Raising tuition fees – bad for democracy and meritocracy

You would expect this survey by the NUS to report that adults are against the increase in tuition fees, but the findings are back up by the results of two other surveys I found –

According to this online survey of a representative sample of 2,001 British adults, 70 per cent of respondents oppose the increase in the level of fees which Universities can charge students to take their courses. Only 23 per cent of Britons support the change.

Seven-in-ten respondents (71%) think the maximum cap of £9,000 per year is too high, and 57 per cent believe that the change in tuition fees will ultimately discourage students from economically poorer backgrounds from attending University.

According to this Ipsos MORI survey published by the Sutton Trust eight in ten (80%) of the pupils aged 11-16 at schools in England and Wales said they were either ‘very likely’ (39%) or ‘fairly likely’ (41%) to go into higher education.

The 2,700 survey respondents were asked for the first time this year to rate their likelihood of attending university if tuition fees were raised.
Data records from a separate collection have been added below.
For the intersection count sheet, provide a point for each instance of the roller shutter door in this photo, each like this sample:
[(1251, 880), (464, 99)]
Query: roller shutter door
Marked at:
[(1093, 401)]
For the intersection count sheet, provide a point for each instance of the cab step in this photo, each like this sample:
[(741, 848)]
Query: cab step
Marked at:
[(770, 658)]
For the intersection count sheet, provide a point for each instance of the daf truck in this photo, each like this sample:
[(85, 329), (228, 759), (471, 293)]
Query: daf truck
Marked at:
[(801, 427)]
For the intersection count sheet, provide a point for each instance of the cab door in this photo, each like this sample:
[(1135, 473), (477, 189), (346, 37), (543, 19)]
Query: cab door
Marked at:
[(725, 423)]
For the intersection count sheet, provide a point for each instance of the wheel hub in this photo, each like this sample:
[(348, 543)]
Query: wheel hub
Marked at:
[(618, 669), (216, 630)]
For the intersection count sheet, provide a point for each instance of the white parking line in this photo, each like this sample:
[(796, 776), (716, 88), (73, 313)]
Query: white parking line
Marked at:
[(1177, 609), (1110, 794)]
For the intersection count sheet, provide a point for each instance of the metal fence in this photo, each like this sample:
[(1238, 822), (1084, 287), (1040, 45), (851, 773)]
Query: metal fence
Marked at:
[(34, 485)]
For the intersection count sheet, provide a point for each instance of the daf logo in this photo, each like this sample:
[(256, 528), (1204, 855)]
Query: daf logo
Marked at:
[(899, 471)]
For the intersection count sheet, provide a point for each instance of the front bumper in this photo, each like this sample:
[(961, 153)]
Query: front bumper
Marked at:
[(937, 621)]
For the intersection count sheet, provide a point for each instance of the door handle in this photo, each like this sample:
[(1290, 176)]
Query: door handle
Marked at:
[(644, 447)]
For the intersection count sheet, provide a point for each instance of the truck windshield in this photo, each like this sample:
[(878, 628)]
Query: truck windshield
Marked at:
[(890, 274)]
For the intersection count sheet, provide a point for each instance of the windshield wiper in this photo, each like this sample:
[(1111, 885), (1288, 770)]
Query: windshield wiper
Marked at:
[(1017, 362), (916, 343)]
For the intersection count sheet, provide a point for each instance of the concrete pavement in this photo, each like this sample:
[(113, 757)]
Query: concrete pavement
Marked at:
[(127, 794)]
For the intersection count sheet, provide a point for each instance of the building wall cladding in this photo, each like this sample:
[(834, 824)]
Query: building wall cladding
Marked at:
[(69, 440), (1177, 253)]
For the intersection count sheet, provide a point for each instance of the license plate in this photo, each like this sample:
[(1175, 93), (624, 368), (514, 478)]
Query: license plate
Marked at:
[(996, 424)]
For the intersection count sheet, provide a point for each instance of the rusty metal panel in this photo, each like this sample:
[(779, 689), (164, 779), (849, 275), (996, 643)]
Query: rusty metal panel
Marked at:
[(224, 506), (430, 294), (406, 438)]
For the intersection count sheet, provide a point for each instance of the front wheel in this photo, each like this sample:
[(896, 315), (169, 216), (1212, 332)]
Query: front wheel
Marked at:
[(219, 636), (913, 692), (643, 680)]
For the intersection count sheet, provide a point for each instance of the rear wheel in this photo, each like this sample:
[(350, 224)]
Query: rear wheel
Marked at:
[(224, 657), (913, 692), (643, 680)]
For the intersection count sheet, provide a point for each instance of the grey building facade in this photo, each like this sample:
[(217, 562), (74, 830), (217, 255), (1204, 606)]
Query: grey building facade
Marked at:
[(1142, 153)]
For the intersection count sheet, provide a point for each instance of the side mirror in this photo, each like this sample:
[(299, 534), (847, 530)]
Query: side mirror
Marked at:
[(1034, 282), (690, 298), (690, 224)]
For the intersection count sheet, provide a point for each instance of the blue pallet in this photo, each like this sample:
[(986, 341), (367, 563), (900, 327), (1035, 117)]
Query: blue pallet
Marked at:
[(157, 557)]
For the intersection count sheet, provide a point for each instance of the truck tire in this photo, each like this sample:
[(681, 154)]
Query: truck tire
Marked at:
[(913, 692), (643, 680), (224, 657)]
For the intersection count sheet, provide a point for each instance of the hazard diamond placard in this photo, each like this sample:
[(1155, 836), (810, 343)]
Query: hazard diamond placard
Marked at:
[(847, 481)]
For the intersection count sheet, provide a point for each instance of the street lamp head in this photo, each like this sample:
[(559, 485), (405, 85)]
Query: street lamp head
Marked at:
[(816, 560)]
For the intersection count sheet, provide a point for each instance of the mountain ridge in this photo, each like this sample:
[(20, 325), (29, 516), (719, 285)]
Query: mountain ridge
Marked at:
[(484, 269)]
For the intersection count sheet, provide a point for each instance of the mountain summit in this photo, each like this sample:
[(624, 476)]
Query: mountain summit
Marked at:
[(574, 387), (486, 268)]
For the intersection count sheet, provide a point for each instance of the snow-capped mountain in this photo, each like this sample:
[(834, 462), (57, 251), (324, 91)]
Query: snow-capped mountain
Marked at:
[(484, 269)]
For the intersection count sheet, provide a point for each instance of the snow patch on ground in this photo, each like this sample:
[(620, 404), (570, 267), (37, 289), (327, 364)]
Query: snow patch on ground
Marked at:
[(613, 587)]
More than two-thirds (68%) said they would still be likely to go on to higher education if fees were increased to £5,000. But only 45% would be likely to continue to university if fees were raised to £7,000 – and this percentage falls to 26% with a major hike up to £10,000.

So all in all Thursday was a bleak day for democracy – especially keeping in mind that the only party that was orginally for raising tuiution fees so drastically was the Conservative Party – and they only got one third of the popular vote in the last election.

No wonder people are angry!

Oh I’ll blog on the meritocracy thing later – lots of evidence to pull together on that little number!